Using AI Director with the API

The AI Director feature allows you to fine-tune speech delivery by adjusting tempo, pausing, loudness, pitch, and respell words by embedding XML cues directly into your text input. These cues more expressive, human-like voiceovers so you can get the right performance with each take.

Basic Usage

AI Director currently makes use of 4 different tags, to implement these in your request you wrap them around the specific text you want to imbue with that effect.
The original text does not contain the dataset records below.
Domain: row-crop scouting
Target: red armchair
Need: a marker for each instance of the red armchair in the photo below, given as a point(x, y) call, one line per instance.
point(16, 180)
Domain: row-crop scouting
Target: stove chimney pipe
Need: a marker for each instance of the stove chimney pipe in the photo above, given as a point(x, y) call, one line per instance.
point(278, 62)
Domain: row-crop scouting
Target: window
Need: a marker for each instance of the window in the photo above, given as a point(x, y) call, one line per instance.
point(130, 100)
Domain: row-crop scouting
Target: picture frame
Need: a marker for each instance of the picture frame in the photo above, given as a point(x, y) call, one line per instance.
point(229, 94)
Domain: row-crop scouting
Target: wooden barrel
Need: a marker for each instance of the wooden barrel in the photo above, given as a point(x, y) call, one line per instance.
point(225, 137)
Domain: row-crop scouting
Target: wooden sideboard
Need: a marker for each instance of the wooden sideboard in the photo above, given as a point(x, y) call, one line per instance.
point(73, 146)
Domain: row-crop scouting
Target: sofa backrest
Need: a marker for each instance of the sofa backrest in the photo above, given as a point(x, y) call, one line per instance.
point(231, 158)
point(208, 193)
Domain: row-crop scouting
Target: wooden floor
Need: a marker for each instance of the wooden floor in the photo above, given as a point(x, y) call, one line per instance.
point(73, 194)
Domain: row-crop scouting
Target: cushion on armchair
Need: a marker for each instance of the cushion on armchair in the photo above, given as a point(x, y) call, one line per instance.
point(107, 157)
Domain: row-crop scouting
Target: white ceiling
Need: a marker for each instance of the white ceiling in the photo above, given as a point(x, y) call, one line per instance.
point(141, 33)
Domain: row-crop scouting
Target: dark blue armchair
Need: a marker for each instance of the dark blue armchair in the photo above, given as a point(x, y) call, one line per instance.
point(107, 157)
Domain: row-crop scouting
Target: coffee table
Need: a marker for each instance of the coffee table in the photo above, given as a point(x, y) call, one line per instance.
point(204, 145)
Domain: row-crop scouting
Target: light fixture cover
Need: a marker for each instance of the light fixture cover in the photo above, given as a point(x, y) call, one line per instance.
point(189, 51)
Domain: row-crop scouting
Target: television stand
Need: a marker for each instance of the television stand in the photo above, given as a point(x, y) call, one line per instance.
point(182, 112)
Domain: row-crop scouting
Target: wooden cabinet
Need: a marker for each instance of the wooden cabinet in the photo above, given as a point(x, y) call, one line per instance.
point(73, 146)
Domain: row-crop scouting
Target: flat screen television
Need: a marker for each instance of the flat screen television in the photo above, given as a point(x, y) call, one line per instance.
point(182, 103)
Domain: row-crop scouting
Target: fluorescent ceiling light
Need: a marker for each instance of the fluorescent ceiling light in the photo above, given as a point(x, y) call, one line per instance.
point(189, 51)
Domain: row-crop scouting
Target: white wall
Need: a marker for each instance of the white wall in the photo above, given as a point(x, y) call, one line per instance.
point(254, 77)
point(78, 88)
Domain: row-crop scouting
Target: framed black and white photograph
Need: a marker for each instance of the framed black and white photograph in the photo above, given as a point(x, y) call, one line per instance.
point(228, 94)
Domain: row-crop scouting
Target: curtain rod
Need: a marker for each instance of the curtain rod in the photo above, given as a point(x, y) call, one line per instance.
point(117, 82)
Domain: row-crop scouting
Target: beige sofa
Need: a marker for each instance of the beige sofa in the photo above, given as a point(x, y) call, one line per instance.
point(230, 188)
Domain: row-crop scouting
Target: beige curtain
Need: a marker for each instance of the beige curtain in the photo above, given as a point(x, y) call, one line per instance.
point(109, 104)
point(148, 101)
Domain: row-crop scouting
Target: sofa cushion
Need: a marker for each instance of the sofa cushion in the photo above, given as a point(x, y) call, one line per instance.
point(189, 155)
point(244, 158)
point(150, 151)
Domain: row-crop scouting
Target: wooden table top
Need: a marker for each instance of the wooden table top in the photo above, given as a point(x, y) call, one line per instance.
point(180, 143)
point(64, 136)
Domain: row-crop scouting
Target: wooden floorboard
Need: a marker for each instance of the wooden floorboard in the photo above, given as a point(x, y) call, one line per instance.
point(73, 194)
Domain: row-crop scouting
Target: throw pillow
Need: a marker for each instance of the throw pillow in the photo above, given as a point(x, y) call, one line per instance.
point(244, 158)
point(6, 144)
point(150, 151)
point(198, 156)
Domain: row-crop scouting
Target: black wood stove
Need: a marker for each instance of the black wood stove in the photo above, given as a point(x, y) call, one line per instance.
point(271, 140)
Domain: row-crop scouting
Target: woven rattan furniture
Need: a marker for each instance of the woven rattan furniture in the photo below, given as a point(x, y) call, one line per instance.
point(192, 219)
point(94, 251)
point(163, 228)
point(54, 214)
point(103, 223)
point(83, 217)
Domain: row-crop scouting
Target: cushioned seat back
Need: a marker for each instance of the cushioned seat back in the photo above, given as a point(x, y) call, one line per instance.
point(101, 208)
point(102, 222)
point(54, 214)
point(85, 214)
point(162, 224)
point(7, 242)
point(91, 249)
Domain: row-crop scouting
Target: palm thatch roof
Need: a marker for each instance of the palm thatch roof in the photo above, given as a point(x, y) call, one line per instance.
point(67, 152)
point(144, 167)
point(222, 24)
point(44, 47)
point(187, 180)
Each tag has a specified range that should be used to make sure you get the best results from the model, going outside of these ranges will lead to unfavorable results.

The following XML tags can be added within the speak_tag to provide additional cues to the AI.

Tag (Optional)	Description
`tempo`	Function: Cue a change in pace for the enclosed text Attributes*: Value (float): [Required] slow to neutral to fast [0.5, 1, 2.5] Example**: This speech is slower.
`loudness`	Function: Cue a change in loudness for the enclosed text Attributes*: Value (float): [Required] quiet to neutral to loud [-20, 0, 10] Example**: This speech is a little louder.
`pitch`	Function: Cue a change in loudness for the enclosed text Attributes*: Value (float): [Required] quiet to neutral to loud [-250, 0, 500] Example**: This speech is a little louder.
`respell`	Function: Inline respelling for the enclosed text Attributes*: Value (string): [Required] respelling of the enclosed text Example**: Pizza

Examples

Each of the following examples shows how AI Director tags modify the voice actor’s delivery, not just the audio file’s properties. These changes affect cadence, emotion, intensity, and presence, producing a more natural and expressive result.

Loudness:

The loudness tag controls the intensity of the delivery. Unlike simply increasing the volume of the audio file, this tag prompts the voice actor to speak louder or softer, changing their energy, projection, and vocal presence.

Low Value (-20) → subdued, intimate

Neutral (0) → Natural, balanced

High Value (10) → Assertive, commanding, emphatic

Suggested values: [-20, -12, -8, -4, -2, 0, 2, 4, 6, 8, 10]

{
  "speaker_id": 20,
  "text": "<loudness value=\"6\">This part is louder than providing more emphasis.</loudness>",
  "model": "caruso"
}

Tempo:

The tempo tag adjusts the pacing of the voice actor. This influences how quickly or slowly the words are spoken, changing the urgency, clarity, and emotional weight of the delivery.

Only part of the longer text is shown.